Any person on whose application any Civil, Revenue or Criminal Court has refused to make a complaint under Sec, 476 or Section 476-A or against whom such a complaint has been made, may appeal to the Court....

2. From this it is quite clear that a person who has made no application for action being taken under Section 476 has no right of appeal under Section 476-B, Criminal P.C. The learned Counsel for the respondents challenged the accuracy of that proposition and relied upon a decision of this Court in Emperor v. Ram Prasad : AIR1929All899 . It was argued upon the basis of that decision that there was a right of appeal in any case, whether an application had or had not been made to the Court under Section 476, Criminal P.C. A perusal of the decision would however make it quite clear that it does not support the contention made by the learned Counsel. It relates only to the case of a person against whom a complaint has been made and not to a person on whose application the Court has refused to make a complaint. The passage which I have already quoted from Section 476-B clearly gives the right of appeal to any person against whom any Court makes a complaint, whether on its own motion or upon an application made by a party. It is therefore beyond all doubt that the appellant could not have gone up in appeal from the order passed by the Munsif of Mirzapore refusing to take any action under Section 476, Criminal P.C. The order of the learned Civil Judge is therefore obviously wrong being based upon an erroneous assumption that the appellant had a right of appeal from the Munsif's order refusing to make a complaint.

3. If that were the only point to be considered in the case, the appeal would undoubtedly have succeeded, but there is another difficulty in the way of the appellant, and that is the question whether any appeal can lie to this Court from the order of the learned Civil Judge.
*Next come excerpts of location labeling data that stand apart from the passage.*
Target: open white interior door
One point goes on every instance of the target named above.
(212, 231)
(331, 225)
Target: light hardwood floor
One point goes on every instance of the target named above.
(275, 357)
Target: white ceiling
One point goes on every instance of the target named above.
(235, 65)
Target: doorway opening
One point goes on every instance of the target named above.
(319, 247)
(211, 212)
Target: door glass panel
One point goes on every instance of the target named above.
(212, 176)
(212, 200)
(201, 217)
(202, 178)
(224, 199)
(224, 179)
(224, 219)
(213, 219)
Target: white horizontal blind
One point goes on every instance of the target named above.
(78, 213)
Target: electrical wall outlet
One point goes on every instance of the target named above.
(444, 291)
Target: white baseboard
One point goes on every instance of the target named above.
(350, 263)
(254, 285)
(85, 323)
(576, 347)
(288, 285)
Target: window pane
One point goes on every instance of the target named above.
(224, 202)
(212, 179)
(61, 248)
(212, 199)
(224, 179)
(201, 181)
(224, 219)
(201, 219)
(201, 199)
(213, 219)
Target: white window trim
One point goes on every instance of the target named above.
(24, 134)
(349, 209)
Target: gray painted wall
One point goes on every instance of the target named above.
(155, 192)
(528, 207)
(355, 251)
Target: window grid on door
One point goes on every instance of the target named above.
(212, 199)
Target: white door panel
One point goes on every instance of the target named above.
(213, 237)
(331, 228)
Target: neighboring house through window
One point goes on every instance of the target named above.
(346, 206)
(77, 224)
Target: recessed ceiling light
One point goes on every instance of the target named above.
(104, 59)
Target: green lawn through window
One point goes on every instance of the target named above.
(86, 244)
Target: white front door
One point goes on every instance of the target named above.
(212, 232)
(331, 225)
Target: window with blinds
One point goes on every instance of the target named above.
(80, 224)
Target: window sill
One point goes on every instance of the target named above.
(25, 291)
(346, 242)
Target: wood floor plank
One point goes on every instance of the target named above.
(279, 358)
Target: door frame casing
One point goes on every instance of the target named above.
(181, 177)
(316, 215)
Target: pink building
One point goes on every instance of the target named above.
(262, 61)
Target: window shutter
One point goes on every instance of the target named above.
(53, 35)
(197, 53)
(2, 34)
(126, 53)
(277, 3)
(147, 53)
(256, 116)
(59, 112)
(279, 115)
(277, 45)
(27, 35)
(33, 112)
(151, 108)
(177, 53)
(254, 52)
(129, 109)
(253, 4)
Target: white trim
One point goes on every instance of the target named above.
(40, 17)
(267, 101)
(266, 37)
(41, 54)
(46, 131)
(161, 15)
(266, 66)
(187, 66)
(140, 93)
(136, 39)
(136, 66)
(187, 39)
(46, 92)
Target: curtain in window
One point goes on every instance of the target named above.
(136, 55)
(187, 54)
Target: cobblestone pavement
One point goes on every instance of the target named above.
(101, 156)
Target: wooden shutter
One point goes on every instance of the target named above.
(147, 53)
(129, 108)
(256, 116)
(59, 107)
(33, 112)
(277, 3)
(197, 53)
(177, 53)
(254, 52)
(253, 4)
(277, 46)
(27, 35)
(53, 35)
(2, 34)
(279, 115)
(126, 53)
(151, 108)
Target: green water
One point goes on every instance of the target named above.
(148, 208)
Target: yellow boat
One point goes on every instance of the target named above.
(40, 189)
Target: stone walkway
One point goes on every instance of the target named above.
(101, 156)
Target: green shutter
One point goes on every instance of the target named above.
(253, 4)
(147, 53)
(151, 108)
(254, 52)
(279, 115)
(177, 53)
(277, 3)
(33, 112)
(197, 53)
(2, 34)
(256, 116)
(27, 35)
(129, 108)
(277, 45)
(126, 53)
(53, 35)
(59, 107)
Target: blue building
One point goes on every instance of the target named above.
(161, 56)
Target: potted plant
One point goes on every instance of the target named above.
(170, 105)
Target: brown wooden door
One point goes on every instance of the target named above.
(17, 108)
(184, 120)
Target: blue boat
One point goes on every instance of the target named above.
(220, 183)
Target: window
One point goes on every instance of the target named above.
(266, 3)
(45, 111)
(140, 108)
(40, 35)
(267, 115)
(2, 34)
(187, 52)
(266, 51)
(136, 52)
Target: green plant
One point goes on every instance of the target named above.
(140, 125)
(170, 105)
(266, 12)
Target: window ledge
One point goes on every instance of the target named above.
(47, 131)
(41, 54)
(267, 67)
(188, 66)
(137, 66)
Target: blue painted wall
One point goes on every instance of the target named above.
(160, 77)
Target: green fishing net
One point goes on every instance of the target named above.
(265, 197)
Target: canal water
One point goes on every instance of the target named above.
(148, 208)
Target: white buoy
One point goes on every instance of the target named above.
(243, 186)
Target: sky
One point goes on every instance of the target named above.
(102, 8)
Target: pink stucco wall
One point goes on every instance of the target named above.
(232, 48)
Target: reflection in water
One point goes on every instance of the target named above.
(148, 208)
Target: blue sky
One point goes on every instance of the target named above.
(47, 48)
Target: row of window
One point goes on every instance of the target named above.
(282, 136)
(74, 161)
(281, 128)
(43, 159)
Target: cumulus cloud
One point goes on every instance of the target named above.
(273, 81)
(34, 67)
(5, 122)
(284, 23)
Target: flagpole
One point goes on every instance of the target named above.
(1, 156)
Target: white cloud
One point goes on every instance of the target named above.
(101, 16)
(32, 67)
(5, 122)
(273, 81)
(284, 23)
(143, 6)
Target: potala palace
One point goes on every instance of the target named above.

The appellant had made an application under Section 476-A to the learned Civil Judge, and that application has been rejected. Under Section 476-B, the appellant has therefore a right of appeal 'to the Court to which such former Court is subordinate within the meaning of Section 195(3).' The question therefore is whether the Court of the Civil Judge at Mirzapur can be deemed to be a Court subordinate to this Court within the meaning of Section 195(3). Now Section 195(3) provides that:

A Court shall be deemed to be subordinate to the Court to which appeals ordinarily lie from the appealable decrees or sentences of such former Court or, in the case of a Civil Court from whoso decrees no appeal ordinarily lies, to the principal Court having ordinary original civil jurisdiction within the local limits of whose jurisdiction such Civil Court is situated.

4. Then follows the proviso that:

Where appeals lie to more than one Court, the Appellate Court of inferior jurisdiction shall be the Court to which such Court shall be deemed to be subordinate.

5. Now appeals from decrees made by the Civil Judge at Mirzapur lie both to the District Court at Allahabad and to this Court, according to the valuation of the suits in which they are made. The District Court at Allahabad being the Court of inferior jurisdiction must therefore be deemed to be the Court to which the Court of the Civil Judge at Mirzapur is subordinate within the meaning of Section 195(3) and consequently within the meaning of Section 476-A. It must therefore be held that the appeal does not lie in this Court. The learned Counsel for the respondents contended that the application under Section 476-A made by the appellant could not have been entertained by the Civil Judge at Mirzapur because the Court of the Munsif at Mirzapur is not subordinate to the Court of the Civil Judge at Mirzapur within the meaning of Section 195(3), Criminal P.C. The argument is that appeals from the decrees of the Munsif of Mirzapur lie ordinarily to the District Court at Allahabad even though by some special notification the Civil Judge at Mirzapur may be authorized to hear the appeals. This contention has however been definitely repelled by two decisions of this Court, one in Emperor v. Jagrup Shukul (1918) 5 A.I.R. All. 332 and the other in Sheo Prasad v. Pahlad Singh : AIR1935All696 . The result therefore is that I direct that the memorandum of appeal shall be returned to the appellant for presentation in the Court of the District Judge at Allahabad. I make no order as to costs.